Many organizations have these characters lurking in their midst. Heck, I was one once. I still have a business card with a title of “Though Leader” emblazoned on it around somewhere. I’m here to tell you it can happen to anybody. One day you are a perfectly decent, self-respecting developer and then WHAM! you become an Agile Coach, or a Thought Leader, or a Lean Sensei, or any number of other wacky guru code names.
You become, THAT guy.
And trust me, you don’t want to be that guy. You know the one, the Agile guy? The guy who simply must render an Agile judgment every time he opens his mouth. The guy who everyone defers to when it comes to do all things Agile. To paraphrase the old Life cereal commercial “Is it Agile? Hey, let’s get Mikey. He’ll judge anything!”
…oh brother, I think I just dated myself straight back to the stone age.
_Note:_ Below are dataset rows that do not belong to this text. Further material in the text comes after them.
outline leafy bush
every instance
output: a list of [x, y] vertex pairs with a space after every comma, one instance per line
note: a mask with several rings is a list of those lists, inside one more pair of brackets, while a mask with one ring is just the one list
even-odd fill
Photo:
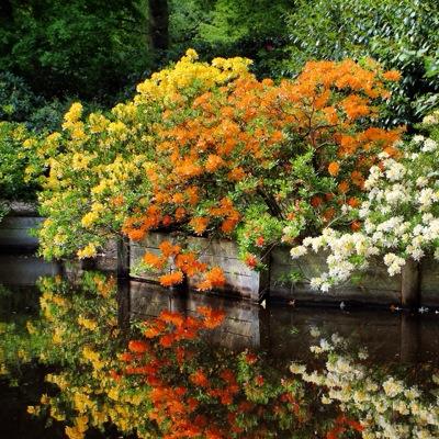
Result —
[[312, 280], [327, 291], [368, 268], [374, 256], [383, 257], [389, 274], [399, 273], [408, 259], [439, 259], [439, 111], [426, 116], [415, 135], [399, 143], [397, 161], [385, 153], [370, 169], [364, 201], [352, 210], [362, 225], [354, 234], [331, 228], [307, 237], [294, 247], [299, 258], [307, 251], [326, 250], [328, 270]]
[[0, 200], [35, 200], [37, 182], [25, 176], [34, 142], [24, 124], [0, 122]]
[[358, 202], [376, 154], [393, 154], [399, 137], [373, 126], [389, 97], [384, 85], [398, 75], [374, 64], [312, 63], [296, 80], [274, 85], [257, 80], [249, 64], [199, 63], [190, 49], [109, 116], [82, 120], [75, 103], [64, 132], [36, 146], [50, 166], [41, 195], [43, 255], [91, 257], [121, 229], [132, 239], [175, 230], [182, 241], [145, 262], [160, 269], [175, 259], [178, 270], [162, 283], [203, 273], [204, 290], [223, 277], [198, 261], [187, 235], [238, 235], [255, 268], [286, 225], [289, 240], [328, 223], [349, 226], [341, 212]]
[[42, 101], [22, 78], [0, 72], [0, 121], [24, 122]]
[[402, 80], [383, 123], [413, 124], [439, 91], [439, 3], [436, 0], [301, 0], [289, 15], [291, 61], [373, 57]]
[[148, 66], [147, 7], [135, 0], [13, 1], [10, 9], [0, 11], [0, 70], [47, 98], [104, 100]]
So what do you do when you have an Agile guru? You get rid of him! What if YOU are the Agile guru? Now that’s awkward. Well, your mission is to eliminate that perception. How do you do that?
- Keep your mouth shut
- Stop telling people what’s Agile (see #1). Use pantomime or something instead.
- Bring in, find, unearth or otherwise manufacture someone who has more expertise than you do. Understand that by doing this, you will run the very real risk of learning something. Sorry.
- Rinse and repeat until nobody mentions Agile in your presence. Ever.
So if you find yourself or someone you love has become an Agile guru, take heart! There is a cure! The best thing you can do to avoid stifling (and annoying) everyone in your organization trying to get work done is kill the Buddha.